As he hasn’t seen these shrubs anywhere else in the city, Singh plans to take the seeds to grow them at home. “If you can’t find these leaves fresh, you can always dry them and store them. They’d have the same effect,” he adds.
Chef Singh with the Arjun tree, whose bark has medicinal values
He also points out the dark crumbly Jaswand flower (hibiscus), found very commonly in Maharashtra, the Erandi (castor oil plant) and the Siris (Albizia) tree. But our journey wouldn’t be complete without a look at the elusive Arjun tree.
“I was thrilled when I spotted one in Juhu,” says the chef, as we drive across to the western suburb. Nestled away in one of Juhu Vile Parle’s many lanes, the tree remains a stranger to most residents. “This is a wonderful tree and has so many benefits. If people realise this, it’s not going to live very long,” rues Singh.
It is the bark of the tree that’s most useful. “Cut about two inches and place it in water overnight. You’ll see thewater turn blood red in the morning. Add a bit of sugar or salt to it and this drink is the best cure for heart disease. Boil the bark in water and this concoction is a wonderful cure for diarrhoea,” reveals the chef.
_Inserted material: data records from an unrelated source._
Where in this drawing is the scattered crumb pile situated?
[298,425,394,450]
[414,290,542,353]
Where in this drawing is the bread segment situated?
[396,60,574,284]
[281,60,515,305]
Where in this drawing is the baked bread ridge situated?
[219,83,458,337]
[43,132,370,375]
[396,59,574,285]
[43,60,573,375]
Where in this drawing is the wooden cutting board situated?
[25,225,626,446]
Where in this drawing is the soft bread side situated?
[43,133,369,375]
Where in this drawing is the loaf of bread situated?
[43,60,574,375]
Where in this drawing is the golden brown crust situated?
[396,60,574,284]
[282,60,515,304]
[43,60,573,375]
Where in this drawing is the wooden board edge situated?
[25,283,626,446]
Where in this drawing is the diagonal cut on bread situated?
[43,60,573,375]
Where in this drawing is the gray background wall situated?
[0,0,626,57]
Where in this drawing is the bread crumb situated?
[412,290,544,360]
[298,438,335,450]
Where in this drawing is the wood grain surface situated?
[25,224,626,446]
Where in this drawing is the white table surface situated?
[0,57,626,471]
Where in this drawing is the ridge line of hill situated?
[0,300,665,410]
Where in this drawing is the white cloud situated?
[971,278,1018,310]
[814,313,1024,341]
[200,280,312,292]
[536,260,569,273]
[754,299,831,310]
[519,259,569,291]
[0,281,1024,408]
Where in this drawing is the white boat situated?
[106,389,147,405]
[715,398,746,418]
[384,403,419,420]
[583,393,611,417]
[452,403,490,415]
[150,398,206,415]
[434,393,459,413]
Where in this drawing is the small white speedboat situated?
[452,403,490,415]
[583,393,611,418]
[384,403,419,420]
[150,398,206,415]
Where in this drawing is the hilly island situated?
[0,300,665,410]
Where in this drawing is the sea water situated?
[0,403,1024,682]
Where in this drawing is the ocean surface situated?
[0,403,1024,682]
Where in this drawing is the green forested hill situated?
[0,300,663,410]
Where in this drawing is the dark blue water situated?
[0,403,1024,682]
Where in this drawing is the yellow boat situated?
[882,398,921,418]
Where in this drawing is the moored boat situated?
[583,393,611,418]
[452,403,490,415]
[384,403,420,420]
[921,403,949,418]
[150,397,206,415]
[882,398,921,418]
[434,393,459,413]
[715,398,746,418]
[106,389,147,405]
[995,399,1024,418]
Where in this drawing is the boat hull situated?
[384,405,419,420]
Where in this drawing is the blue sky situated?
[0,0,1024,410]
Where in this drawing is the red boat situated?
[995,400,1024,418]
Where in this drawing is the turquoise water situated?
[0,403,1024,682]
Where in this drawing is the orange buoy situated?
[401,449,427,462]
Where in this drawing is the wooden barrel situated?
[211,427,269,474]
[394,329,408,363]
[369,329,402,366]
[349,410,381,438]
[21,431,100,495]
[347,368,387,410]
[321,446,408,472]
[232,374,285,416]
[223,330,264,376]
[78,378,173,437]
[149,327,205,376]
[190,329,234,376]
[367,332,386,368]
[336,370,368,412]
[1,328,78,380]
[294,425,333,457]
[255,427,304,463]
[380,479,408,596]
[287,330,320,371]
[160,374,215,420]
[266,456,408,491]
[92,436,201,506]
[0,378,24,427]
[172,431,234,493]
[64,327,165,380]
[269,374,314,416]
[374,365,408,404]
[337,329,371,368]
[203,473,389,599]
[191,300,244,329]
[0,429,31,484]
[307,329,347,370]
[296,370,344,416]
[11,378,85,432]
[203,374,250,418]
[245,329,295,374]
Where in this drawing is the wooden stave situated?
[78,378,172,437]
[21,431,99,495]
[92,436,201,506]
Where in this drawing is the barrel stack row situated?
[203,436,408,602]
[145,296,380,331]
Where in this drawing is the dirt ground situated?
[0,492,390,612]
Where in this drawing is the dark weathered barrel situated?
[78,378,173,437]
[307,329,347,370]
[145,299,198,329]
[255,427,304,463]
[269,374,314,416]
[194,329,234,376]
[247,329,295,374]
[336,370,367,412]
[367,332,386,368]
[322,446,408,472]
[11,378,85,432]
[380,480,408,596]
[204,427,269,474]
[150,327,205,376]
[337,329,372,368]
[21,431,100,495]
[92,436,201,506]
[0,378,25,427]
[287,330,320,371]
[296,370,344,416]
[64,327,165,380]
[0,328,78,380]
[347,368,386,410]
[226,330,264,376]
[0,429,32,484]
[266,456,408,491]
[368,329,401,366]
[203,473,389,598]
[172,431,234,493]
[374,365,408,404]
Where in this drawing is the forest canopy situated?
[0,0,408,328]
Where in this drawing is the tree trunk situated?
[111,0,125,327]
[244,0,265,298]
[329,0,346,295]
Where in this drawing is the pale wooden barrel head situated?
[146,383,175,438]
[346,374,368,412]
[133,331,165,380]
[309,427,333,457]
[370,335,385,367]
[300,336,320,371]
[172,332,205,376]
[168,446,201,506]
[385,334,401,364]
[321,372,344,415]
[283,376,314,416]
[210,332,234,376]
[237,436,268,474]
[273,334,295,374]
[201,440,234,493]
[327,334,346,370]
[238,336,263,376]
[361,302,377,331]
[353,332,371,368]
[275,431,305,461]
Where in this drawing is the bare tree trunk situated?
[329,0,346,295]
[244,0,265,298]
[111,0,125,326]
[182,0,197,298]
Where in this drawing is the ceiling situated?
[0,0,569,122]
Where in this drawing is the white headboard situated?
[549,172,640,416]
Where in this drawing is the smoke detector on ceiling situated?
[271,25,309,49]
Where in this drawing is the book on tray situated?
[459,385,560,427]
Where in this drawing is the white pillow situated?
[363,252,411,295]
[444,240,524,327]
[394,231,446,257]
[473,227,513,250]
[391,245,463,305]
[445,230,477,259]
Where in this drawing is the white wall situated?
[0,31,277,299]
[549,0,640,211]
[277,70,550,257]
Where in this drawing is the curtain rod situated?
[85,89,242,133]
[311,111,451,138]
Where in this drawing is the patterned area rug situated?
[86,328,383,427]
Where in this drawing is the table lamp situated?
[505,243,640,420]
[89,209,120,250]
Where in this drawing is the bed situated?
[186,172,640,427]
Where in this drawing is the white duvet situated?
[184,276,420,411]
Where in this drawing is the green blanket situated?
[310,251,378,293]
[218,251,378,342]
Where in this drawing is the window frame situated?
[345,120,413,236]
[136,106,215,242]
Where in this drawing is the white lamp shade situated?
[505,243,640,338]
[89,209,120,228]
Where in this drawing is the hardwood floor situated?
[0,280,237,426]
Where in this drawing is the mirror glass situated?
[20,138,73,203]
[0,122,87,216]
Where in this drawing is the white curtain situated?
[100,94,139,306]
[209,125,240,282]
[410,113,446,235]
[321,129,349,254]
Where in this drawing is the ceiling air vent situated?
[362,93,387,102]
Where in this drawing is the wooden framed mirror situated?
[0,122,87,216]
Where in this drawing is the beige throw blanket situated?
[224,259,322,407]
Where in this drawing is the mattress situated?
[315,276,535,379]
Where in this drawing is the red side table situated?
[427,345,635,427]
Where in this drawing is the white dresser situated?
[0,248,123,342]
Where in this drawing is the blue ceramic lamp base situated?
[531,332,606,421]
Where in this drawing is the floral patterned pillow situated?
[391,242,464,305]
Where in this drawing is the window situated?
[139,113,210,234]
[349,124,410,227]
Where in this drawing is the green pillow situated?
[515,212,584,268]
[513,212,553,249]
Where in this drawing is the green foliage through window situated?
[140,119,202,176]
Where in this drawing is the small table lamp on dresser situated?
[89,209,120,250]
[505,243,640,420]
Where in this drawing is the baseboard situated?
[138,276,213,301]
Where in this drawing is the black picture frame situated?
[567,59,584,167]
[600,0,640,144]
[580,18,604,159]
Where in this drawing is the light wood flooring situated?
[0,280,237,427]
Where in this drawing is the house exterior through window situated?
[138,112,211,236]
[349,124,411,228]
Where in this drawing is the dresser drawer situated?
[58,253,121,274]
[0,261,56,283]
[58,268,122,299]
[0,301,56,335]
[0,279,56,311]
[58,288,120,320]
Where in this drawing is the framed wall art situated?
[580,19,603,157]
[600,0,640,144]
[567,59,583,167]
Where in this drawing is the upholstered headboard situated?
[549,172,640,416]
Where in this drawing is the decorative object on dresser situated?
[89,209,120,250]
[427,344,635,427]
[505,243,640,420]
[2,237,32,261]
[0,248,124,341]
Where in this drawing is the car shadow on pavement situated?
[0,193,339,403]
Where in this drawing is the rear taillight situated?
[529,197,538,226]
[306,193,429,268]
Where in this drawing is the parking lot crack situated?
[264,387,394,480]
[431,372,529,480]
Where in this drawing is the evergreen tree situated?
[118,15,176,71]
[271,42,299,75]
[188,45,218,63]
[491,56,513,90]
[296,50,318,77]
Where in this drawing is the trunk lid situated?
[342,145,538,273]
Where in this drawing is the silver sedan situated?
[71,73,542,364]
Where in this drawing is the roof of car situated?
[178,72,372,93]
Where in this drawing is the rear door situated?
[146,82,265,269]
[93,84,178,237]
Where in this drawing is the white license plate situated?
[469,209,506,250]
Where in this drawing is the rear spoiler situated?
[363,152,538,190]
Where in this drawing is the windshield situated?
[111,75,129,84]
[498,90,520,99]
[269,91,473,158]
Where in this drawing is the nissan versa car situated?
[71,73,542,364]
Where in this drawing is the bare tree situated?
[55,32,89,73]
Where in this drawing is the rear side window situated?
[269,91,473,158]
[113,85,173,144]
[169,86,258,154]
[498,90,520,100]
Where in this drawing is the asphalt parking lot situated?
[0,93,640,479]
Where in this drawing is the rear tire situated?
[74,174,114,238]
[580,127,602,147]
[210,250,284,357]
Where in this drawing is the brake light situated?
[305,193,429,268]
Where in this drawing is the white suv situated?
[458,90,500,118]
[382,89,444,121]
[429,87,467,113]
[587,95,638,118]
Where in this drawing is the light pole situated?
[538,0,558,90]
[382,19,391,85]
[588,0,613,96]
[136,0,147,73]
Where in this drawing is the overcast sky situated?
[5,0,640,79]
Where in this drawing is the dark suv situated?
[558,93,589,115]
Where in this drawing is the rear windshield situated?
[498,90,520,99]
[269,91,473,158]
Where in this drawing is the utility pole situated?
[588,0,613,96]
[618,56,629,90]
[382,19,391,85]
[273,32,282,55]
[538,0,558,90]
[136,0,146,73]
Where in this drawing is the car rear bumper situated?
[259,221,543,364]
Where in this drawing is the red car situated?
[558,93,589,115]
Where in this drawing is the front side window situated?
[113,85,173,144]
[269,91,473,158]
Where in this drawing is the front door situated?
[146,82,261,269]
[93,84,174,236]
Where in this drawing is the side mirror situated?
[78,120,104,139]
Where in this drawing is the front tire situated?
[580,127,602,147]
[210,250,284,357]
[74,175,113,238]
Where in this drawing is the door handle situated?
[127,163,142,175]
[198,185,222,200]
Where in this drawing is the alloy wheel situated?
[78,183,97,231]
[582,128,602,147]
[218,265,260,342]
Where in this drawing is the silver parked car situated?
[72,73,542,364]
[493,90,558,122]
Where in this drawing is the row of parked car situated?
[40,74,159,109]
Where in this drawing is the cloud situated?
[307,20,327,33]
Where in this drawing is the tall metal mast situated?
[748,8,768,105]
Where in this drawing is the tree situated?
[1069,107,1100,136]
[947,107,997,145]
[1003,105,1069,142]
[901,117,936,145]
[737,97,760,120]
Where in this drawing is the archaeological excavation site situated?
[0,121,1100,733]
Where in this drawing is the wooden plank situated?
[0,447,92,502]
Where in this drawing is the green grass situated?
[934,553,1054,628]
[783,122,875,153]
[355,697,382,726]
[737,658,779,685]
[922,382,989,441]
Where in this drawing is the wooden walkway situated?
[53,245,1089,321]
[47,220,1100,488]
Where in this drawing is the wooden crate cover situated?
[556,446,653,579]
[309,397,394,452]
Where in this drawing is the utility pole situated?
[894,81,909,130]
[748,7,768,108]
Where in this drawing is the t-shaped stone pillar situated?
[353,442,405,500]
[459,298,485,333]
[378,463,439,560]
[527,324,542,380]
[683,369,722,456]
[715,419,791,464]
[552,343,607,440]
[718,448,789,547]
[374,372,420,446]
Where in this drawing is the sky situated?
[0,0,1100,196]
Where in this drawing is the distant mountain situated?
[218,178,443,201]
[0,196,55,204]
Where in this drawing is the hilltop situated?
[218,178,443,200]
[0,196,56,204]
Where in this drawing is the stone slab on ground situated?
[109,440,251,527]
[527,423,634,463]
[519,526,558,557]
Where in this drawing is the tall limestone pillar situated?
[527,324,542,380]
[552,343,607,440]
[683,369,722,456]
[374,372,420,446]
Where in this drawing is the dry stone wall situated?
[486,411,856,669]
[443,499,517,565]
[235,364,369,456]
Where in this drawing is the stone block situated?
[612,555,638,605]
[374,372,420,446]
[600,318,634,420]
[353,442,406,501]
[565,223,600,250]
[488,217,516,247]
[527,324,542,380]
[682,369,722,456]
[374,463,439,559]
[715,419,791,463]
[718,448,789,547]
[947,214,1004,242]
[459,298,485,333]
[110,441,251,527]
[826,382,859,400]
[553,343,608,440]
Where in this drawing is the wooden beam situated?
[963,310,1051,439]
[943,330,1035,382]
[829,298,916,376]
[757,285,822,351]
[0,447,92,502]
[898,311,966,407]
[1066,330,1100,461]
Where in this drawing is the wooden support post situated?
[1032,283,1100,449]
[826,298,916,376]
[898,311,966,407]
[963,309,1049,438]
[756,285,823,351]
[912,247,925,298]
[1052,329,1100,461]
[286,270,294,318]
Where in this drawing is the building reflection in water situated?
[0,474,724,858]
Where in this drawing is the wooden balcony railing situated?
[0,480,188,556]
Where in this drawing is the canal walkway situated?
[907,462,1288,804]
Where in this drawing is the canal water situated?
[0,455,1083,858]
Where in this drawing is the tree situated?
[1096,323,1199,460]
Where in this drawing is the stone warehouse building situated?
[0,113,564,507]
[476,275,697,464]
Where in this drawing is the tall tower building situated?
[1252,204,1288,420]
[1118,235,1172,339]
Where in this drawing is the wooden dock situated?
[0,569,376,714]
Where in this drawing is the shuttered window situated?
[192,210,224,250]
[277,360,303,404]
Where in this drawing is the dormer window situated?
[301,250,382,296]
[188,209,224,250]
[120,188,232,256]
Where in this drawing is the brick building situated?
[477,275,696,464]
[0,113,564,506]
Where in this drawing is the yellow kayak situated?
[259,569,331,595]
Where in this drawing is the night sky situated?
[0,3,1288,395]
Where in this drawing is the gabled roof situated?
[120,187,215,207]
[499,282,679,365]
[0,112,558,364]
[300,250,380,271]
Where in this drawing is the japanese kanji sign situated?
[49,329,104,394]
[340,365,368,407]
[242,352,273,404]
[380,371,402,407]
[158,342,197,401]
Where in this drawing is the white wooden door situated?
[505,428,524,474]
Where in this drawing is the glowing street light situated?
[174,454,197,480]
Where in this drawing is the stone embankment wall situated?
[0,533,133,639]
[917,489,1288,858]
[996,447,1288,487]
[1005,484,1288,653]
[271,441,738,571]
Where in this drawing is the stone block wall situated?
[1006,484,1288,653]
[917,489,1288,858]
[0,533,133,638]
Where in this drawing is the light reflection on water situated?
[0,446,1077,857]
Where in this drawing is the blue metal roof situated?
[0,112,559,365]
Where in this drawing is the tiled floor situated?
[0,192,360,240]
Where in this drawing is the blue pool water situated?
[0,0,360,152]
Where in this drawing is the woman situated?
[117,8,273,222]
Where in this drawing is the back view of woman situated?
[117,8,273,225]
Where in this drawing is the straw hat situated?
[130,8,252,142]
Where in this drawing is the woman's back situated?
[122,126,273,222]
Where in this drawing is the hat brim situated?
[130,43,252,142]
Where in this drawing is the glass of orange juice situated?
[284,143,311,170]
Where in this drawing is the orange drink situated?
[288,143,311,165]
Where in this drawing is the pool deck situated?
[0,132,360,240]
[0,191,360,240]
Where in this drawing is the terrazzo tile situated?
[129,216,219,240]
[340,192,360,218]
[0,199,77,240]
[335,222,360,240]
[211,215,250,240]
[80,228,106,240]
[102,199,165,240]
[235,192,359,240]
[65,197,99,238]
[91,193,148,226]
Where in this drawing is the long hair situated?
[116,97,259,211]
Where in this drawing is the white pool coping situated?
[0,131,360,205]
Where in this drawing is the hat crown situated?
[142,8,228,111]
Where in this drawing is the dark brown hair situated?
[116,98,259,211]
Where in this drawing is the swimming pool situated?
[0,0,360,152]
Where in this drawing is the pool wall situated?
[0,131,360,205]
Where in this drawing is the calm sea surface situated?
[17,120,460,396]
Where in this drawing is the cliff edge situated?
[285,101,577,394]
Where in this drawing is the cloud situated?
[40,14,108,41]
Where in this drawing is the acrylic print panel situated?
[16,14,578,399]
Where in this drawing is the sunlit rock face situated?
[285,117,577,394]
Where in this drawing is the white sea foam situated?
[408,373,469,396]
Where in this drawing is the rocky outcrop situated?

A few months ago, he spent a week in Patalkot in Madhya Pradesh. The remote village is known for its abundance of Ayurvedic herbs and Singh returned loaded with medicinal booty. “Mumbai has quite a collection of Ayurvedic plants too. We just have to know what to use when,” he signs off
Moongna ki Subzi
>> 2 drumsticks
>> 50 gm drumstick leaves
>> 10 garlic cloves
>> 2 chopped green chillies
>> 10 gm pure ghee
>> Salt to taste
>> Peel drumstick and wash thoroughly. Cut into small pieces
>> Wash the drumstick leaves and keep aside
>> Take a kadhai, heat ghee, add garlic clove, green chillies and sauté. Add drumsticks and stir. Add some water and let it braise in its own juice by covering the kadhai covered with a lid
>> Braise it on a slow fire. When the drumsticks are half done, add the leaves, salt and cover with a lid again and cook until done
>> Check seasoning. Serve hot
Recipe by Chef Bhairav Singh
Gullar Ki Subzi
>> 200 gm gullar
>> 30 gm garlic
>> 50 gm onion
>> 20 gm white Sesame (Til) seeds
>> 2 green chillies
>> 20 ml Til Oil
>> 50 gm onion
>> 5 gm kalaunjee (for tadka)
>> Boil gullar and cut into two halves. keep aside
>> In a food processor, take garlic, green chillies, onion, white sesame seeds, turmeric powder, coriander powder and blend to a fine puree. You can add a little water
>> Heat sesame oil in a kadhai, add kaluanjee. add puree and stir well until done. add salt
>> Now add cooked gullar in the kadhai, cook for a while until semi dry. Check seasoning.